All corrections
Substack May 20, 2026 at 09:19 PM

www.henrikkarlsson.xyz/p/hacker-mindset

2 corrections found

1
Claim
when I look at the current speed run record, I see that Bloobiebla & MrGrunz have finished the game in 20 minutes and 9 seconds
Correction

The linked 20:09 run is not the current Ocarina of Time speedrun record. It is a 2014 tool-assisted speedrun, while Speedrun.com lists the Any% world record at 3:47.900 by CountLG.

Full reasoning

The linked video is a TASVideos publication, not the current standard speedrun record. TASVideos identifies it as a tool-assisted speedrun and says it was published on January 26, 2014. TASVideos also states that republications of its movies must be "prominently labeled as tool-assisted speedruns," confirming that this is a TAS rather than a normal real-time world record.

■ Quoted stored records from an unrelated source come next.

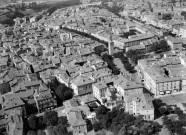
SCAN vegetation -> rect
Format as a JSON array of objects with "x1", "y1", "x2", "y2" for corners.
[
  {"x1": 126, "y1": 40, "x2": 171, "y2": 65},
  {"x1": 162, "y1": 13, "x2": 172, "y2": 20},
  {"x1": 48, "y1": 78, "x2": 73, "y2": 106},
  {"x1": 154, "y1": 99, "x2": 186, "y2": 135},
  {"x1": 43, "y1": 111, "x2": 58, "y2": 126},
  {"x1": 94, "y1": 45, "x2": 108, "y2": 56},
  {"x1": 93, "y1": 105, "x2": 162, "y2": 135},
  {"x1": 114, "y1": 51, "x2": 134, "y2": 72},
  {"x1": 27, "y1": 111, "x2": 72, "y2": 135},
  {"x1": 181, "y1": 11, "x2": 186, "y2": 20},
  {"x1": 54, "y1": 84, "x2": 73, "y2": 102},
  {"x1": 28, "y1": 115, "x2": 39, "y2": 130},
  {"x1": 102, "y1": 54, "x2": 120, "y2": 75},
  {"x1": 0, "y1": 83, "x2": 11, "y2": 95}
]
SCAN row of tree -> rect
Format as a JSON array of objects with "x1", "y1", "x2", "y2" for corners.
[
  {"x1": 126, "y1": 40, "x2": 171, "y2": 65},
  {"x1": 27, "y1": 111, "x2": 72, "y2": 135},
  {"x1": 102, "y1": 53, "x2": 120, "y2": 75},
  {"x1": 154, "y1": 99, "x2": 186, "y2": 135},
  {"x1": 93, "y1": 105, "x2": 162, "y2": 135},
  {"x1": 48, "y1": 78, "x2": 73, "y2": 106},
  {"x1": 114, "y1": 51, "x2": 134, "y2": 72}
]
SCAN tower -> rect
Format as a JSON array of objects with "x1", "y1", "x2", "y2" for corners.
[{"x1": 108, "y1": 34, "x2": 114, "y2": 55}]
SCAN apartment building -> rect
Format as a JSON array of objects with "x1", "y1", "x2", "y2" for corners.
[{"x1": 138, "y1": 57, "x2": 186, "y2": 97}]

By contrast, the community leaderboard on Speedrun.com lists the current Any% record for The Legend of Zelda: Ocarina of Time as 3:47.900 by CountLG, far faster than 20:09. So the article's statement that the Bloobiebla & MrGrunz run is "the current speed run record" is incorrect.

2 sources
2
Claim
he could shoot the film in ten days
Correction

El Mariachi is generally documented as having been shot in 14 days, not 10. Library of Congress sources describe Rodriguez making it in two weeks and note the same 14-day shooting constraint when later recreating the challenge.

Full reasoning

Multiple credible sources contradict the claim that El Mariachi was shot in ten days.

The Library of Congress's National Film Registry writeup says the film was "Directed, edited, co-produced, and written in two weeks" by Rodriguez. A separate Library of Congress essay on the film explains that when Rodriguez later recreated the El Mariachi challenge for new filmmakers, they had to follow the same constraints he originally had: a $7,000 budget and fourteen days to shoot. A contemporaneous Los Angeles Times review also described the film as having been "Shot in 16mm, in 14 days."

Taken together, these sources support the well-known account that El Mariachi was shot in roughly two weeks / 14 days, not ten days.